Senior foreign attorney SungUk Park and senior attorneys Young Jay Ro and Young Man Huh of Kim & Chang summarise some of the recent amendments to the Financial Investment Services and Capital Markets Act (FSCMA).

Amendments were made to the FSCMA in 2013 whereby any entity that wished to become a general partner of a private equity fund (PEF) established after Aug. 29, 2014 is required to fulfill certain registration requirements. No such requirement had previously existed.

Most recently, on Sep. 2, 2014, certain proposed amendments to the FSCMA were resolved by the cabinet council as subsequent measures to implement the Plan to Reform the PEF Policies and M&A Invigoration Plan (which was announced by the Korean government on March 6, 2014 to promote the Korean M&A market, increase tax support for M&A transactions and relax restrictions on M&A transaction structures). The amendments are, in general, focused on easing certain restrictions on the formation and investment activities of Korean PEFs.

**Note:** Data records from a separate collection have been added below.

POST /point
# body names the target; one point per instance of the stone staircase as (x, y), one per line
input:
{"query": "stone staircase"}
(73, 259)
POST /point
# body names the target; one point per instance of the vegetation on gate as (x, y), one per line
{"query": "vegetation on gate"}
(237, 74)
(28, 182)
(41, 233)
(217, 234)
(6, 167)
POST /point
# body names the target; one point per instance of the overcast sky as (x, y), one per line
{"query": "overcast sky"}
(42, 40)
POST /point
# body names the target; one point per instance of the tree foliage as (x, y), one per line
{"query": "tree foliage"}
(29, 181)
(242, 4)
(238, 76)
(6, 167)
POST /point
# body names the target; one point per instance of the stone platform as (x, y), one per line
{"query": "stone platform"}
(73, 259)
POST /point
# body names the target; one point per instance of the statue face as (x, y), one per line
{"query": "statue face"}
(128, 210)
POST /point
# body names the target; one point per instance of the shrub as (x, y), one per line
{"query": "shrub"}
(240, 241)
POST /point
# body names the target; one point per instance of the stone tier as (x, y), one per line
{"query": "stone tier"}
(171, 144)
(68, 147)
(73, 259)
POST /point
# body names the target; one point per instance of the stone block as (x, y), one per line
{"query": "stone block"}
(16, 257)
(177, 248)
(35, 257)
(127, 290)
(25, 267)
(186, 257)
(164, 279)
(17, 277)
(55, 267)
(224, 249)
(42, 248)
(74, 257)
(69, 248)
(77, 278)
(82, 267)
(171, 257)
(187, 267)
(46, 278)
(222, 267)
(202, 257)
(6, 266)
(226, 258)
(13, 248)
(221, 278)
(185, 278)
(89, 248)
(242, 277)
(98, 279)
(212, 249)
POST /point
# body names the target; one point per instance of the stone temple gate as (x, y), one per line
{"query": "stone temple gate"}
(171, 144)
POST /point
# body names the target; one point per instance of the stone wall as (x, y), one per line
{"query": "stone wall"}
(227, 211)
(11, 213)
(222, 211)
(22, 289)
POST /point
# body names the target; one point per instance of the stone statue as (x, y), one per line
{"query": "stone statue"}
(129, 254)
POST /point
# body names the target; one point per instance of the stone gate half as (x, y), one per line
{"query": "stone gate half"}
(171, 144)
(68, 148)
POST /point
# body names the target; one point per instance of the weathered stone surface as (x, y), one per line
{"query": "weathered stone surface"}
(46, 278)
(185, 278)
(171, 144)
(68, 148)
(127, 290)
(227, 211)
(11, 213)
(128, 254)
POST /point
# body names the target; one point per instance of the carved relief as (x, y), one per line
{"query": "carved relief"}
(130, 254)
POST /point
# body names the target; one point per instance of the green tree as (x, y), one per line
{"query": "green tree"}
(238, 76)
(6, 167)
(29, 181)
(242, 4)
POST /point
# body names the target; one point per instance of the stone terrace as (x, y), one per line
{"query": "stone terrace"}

Some of the key amendments to the FSCMA are:

  • The current post-registration system, which required a PEF to register with the Financial Supervisory Service (FSS) within two weeks of its formation and does not allow a PEF to engage in any business until the completion of registration, will be changed to a post-formation reporting system. The post-formation reporting system requires a PEF to file a report with the FSS within two weeks of its formation, but allows a PEF to commence its business right after completion of its formation without waiting for completion of review on the report by the FSS.
  • PEFs are permitted to allocate up to 30 percent of their net assets in securities without any management participation purposes, thereby providing flexibility to PEFs’ interim management of uninvested funds.
  • The proposed amendments permit PEFs to manage their currency exchange risk with respect to their general assets by investing in currency exchange-related derivative products.
  • Currently, PEFs are allowed to use only a single layer of SPC in their investment into a target company. However, the proposed amendments permit PEFs to use multiple layers of SPCs in their investments.